«Jehová te pastoreará siempre, y en las sequías saciará tu alma, y dará vigor a tus huesos; y serás como huerto de riego, y como manantial de aguas, cuyas aguas nunca faltan» (Isaías 58:11).
Me parecía que la santidad era dulce, placentera, tranquila. Me parecía… que hacía del alma un campo o un jardín de Dios con toda clase de flores agradables, encantadoras y serenas; flores que disfrutan de dulce calma así como también de los tiernos y vivificantes rayos del sol.
El alma de un creyente verdadero se parece a esas florecitas blancas que vemos en la primavera, que crecen humildes, al nivel de la tierra, abriendo su pecho para recibir los agradables rayos de la gloria del sol; regocijándose, por decirlo así, en un éxtasis de calma; difundiendo una dulce fragancia a su alrededor.

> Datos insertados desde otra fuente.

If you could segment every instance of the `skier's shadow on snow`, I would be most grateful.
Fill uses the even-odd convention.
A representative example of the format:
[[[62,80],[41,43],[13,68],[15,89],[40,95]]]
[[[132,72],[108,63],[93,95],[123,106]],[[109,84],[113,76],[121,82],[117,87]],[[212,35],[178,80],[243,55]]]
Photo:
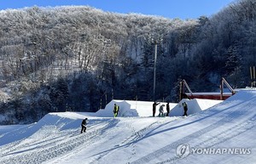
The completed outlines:
[[[159,126],[159,127],[157,127],[152,129],[151,131],[149,131],[148,133],[147,133],[144,136],[143,136],[143,137],[137,139],[137,140],[131,141],[131,142],[127,143],[127,144],[123,144],[123,145],[118,145],[118,146],[115,146],[114,148],[108,149],[108,150],[107,150],[102,151],[102,152],[97,153],[97,154],[96,154],[96,155],[90,156],[90,157],[96,156],[98,156],[98,155],[101,155],[101,154],[103,154],[103,153],[107,153],[107,152],[109,152],[109,151],[114,150],[116,150],[116,149],[122,148],[122,147],[129,147],[131,144],[136,144],[136,143],[137,143],[137,142],[139,142],[139,141],[141,141],[141,140],[143,140],[143,139],[144,139],[149,138],[149,137],[151,137],[151,136],[154,136],[154,135],[156,135],[156,134],[164,133],[164,132],[167,132],[167,131],[172,131],[172,130],[174,130],[174,129],[177,129],[177,128],[180,128],[180,127],[185,127],[185,126],[188,126],[188,125],[191,125],[191,124],[193,124],[193,123],[199,122],[201,122],[201,121],[202,121],[202,120],[205,120],[205,119],[207,119],[207,118],[209,118],[209,117],[211,117],[211,116],[215,116],[215,115],[218,115],[218,114],[221,113],[221,112],[224,112],[224,111],[225,111],[225,110],[230,110],[230,109],[235,107],[235,106],[237,106],[237,105],[241,105],[241,104],[243,104],[243,103],[236,104],[236,105],[232,105],[232,106],[230,106],[230,107],[224,109],[224,110],[215,110],[216,112],[214,112],[214,113],[212,114],[212,115],[208,115],[207,116],[204,116],[204,117],[202,117],[202,118],[195,120],[195,121],[190,122],[188,122],[188,123],[184,123],[184,124],[182,124],[182,125],[179,125],[179,126],[176,126],[176,127],[170,127],[170,128],[166,128],[166,129],[165,129],[165,130],[158,131],[158,132],[155,132],[155,133],[152,133],[152,132],[154,132],[154,130],[156,130],[156,129],[158,129],[158,128],[160,128],[160,127],[161,127],[166,126],[166,125],[168,125],[170,122],[173,122],[173,121],[168,122],[166,122],[166,123],[165,123],[165,124],[162,124],[162,125],[160,125],[160,126]],[[212,111],[214,111],[214,110],[212,110]]]

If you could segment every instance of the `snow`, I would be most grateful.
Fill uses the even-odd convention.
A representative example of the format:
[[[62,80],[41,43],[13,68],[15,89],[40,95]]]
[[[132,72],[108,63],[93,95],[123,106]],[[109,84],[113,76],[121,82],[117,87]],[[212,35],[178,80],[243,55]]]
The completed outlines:
[[[113,109],[114,104],[119,106],[119,112],[118,116],[126,117],[126,116],[151,116],[153,115],[152,108],[153,103],[150,101],[129,101],[129,100],[118,100],[113,99],[108,103],[104,110],[100,110],[96,113],[96,116],[103,117],[113,117]],[[157,109],[161,105],[166,105],[167,103],[160,102],[157,105]],[[170,109],[172,109],[177,105],[176,103],[170,103]],[[165,110],[166,110],[165,109]],[[158,115],[158,110],[156,110],[156,114]]]
[[[152,117],[134,102],[116,100],[94,114],[49,113],[37,123],[0,126],[0,163],[256,162],[255,90],[239,91],[207,110],[212,101],[183,101],[189,110],[196,104],[203,110],[186,117]],[[113,118],[113,103],[139,116],[123,110],[124,117]],[[88,128],[80,134],[84,117]]]

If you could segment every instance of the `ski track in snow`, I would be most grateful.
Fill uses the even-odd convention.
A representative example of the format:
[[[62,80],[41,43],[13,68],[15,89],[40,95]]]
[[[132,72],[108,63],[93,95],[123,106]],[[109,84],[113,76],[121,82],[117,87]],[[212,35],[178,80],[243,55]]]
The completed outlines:
[[[158,157],[163,156],[164,154],[169,153],[171,155],[170,150],[176,150],[176,148],[178,145],[189,143],[191,140],[191,139],[196,139],[207,133],[215,130],[216,128],[218,128],[220,126],[224,126],[225,123],[231,122],[232,121],[234,121],[235,118],[237,119],[237,118],[244,117],[245,120],[247,120],[245,122],[242,122],[241,124],[241,123],[237,124],[235,122],[232,127],[230,127],[230,129],[225,129],[226,133],[222,133],[222,135],[224,135],[225,138],[219,138],[218,136],[220,135],[220,133],[218,133],[216,136],[212,136],[211,139],[208,139],[207,140],[201,140],[201,142],[200,144],[198,144],[197,145],[198,146],[207,145],[208,147],[211,147],[211,146],[216,145],[218,144],[220,144],[222,142],[224,142],[225,140],[230,139],[233,137],[236,137],[236,136],[241,134],[241,133],[253,128],[256,125],[256,122],[254,122],[256,119],[256,117],[255,117],[256,115],[253,115],[252,116],[251,115],[249,115],[252,112],[251,110],[241,110],[241,109],[243,109],[245,107],[247,107],[247,106],[253,107],[255,105],[256,105],[255,101],[254,102],[250,101],[246,104],[238,105],[237,106],[236,106],[237,108],[236,110],[231,110],[231,111],[222,110],[219,113],[218,113],[218,115],[224,114],[224,116],[222,117],[219,121],[214,122],[213,124],[211,124],[210,126],[207,126],[205,128],[196,131],[181,139],[178,139],[161,149],[159,149],[145,156],[143,156],[142,158],[139,158],[138,160],[130,162],[130,163],[131,164],[151,163],[152,161],[154,161],[154,159],[159,159]],[[230,109],[230,108],[228,108],[228,109]],[[243,126],[246,127],[246,128],[243,129],[241,132],[236,131],[236,129],[239,129],[239,128],[242,127]],[[233,133],[229,132],[229,130],[230,130],[230,129],[232,129]],[[218,138],[218,139],[216,140],[217,138]],[[167,160],[165,160],[163,161],[154,162],[154,163],[176,163],[176,162],[177,162],[177,160],[181,160],[181,159],[177,156],[174,156],[174,157],[169,158]]]
[[[135,144],[134,143],[138,140],[139,139],[142,139],[143,137],[143,133],[148,130],[151,129],[152,127],[154,127],[154,125],[157,125],[160,123],[160,121],[155,121],[153,123],[146,126],[145,127],[136,131],[135,128],[131,125],[131,123],[126,125],[127,128],[131,128],[132,129],[132,134],[129,137],[127,137],[126,139],[125,139],[124,140],[122,140],[120,142],[120,144],[114,145],[114,147],[111,150],[106,150],[105,152],[102,152],[97,158],[96,158],[93,161],[90,162],[90,164],[94,164],[94,163],[99,163],[99,161],[102,158],[104,158],[105,156],[108,156],[108,155],[109,154],[113,154],[115,151],[118,151],[119,148],[122,147],[125,147],[125,149],[128,149],[129,147],[131,146],[131,152],[132,154],[131,155],[130,157],[128,157],[128,159],[131,159],[131,156],[133,155],[136,154],[136,149],[135,149]]]
[[[49,135],[49,139],[45,139],[42,141],[44,144],[40,144],[39,147],[35,142],[26,142],[26,139],[20,141],[18,144],[16,143],[11,144],[5,148],[1,148],[1,158],[0,163],[42,163],[43,161],[53,159],[61,155],[65,155],[67,152],[79,148],[84,147],[89,144],[92,144],[92,140],[96,140],[97,136],[101,136],[106,130],[114,127],[118,123],[117,119],[112,119],[104,127],[97,128],[96,130],[88,128],[89,133],[83,134],[67,134],[66,136],[54,137]],[[79,131],[75,132],[79,133]],[[58,135],[59,136],[59,135]],[[65,139],[65,138],[69,138]],[[94,138],[94,139],[92,139]],[[45,143],[44,143],[45,142]],[[12,149],[9,149],[12,147]],[[6,149],[7,148],[7,149]],[[26,150],[19,150],[19,148],[26,148]],[[4,151],[4,150],[7,150]],[[18,150],[17,151],[15,150]],[[31,157],[32,156],[32,158]]]

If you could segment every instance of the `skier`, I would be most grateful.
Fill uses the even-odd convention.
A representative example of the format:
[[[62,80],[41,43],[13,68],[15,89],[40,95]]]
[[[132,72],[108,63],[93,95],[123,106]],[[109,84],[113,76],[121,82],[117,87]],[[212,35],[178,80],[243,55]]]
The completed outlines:
[[[155,115],[155,108],[160,103],[156,103],[155,101],[153,103],[153,116]]]
[[[87,120],[88,120],[88,118],[85,118],[85,119],[84,119],[82,121],[82,123],[81,123],[81,127],[82,127],[81,133],[84,133],[86,131]]]
[[[114,104],[113,110],[114,117],[117,117],[119,111],[119,106]]]
[[[170,112],[170,105],[169,105],[169,103],[167,103],[167,105],[166,105],[166,110],[167,110],[166,116],[169,116],[169,112]]]
[[[188,114],[187,114],[187,111],[188,111],[188,105],[186,102],[183,102],[183,110],[184,110],[184,114],[183,114],[183,116],[188,116]]]
[[[164,106],[165,105],[161,105],[159,108],[159,115],[158,116],[164,116]]]

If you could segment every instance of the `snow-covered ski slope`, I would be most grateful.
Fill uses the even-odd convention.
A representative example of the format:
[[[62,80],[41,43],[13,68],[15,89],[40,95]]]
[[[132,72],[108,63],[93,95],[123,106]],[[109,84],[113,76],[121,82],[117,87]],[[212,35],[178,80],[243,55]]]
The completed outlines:
[[[88,129],[80,134],[85,116]],[[0,163],[253,164],[255,125],[255,90],[185,118],[51,113],[0,134]]]

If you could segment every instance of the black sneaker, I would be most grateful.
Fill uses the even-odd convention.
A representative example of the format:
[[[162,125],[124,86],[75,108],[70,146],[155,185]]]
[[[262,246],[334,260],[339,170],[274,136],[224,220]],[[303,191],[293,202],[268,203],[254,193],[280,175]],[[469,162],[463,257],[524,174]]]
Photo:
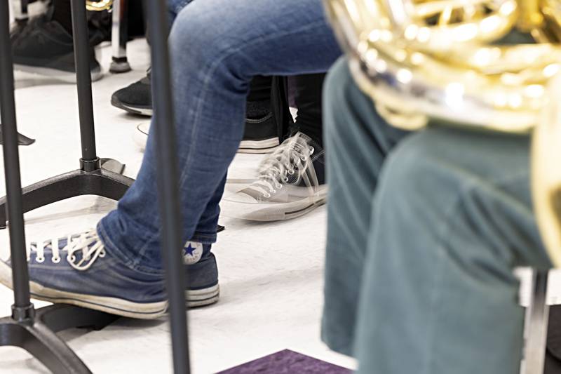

En una ocasión me fui cabalgando al bosque por el bien de mi salud. Cuando me bajé del caballo en un lugar retirado para caminar en contemplación divina y en oración, como había sido mi costumbre, tuve una visión de la gloria del Hijo de Dios que para mí fue extraordinaria.
Hasta donde puedo juzgar, eso continuó alrededor de una hora y me mantuvo casi todo el tiempo sollozando y bañado en un mar de lágrimas. Sentí en el alma un deseo ardiente de ser —no sé cómo expresarlo de otra manera— vaciado y aniquilado; de amarlo a él con un amor santo y puro; de servirlo y seguirlo; de ser santificado por completo y recibir una pureza divina y celestial.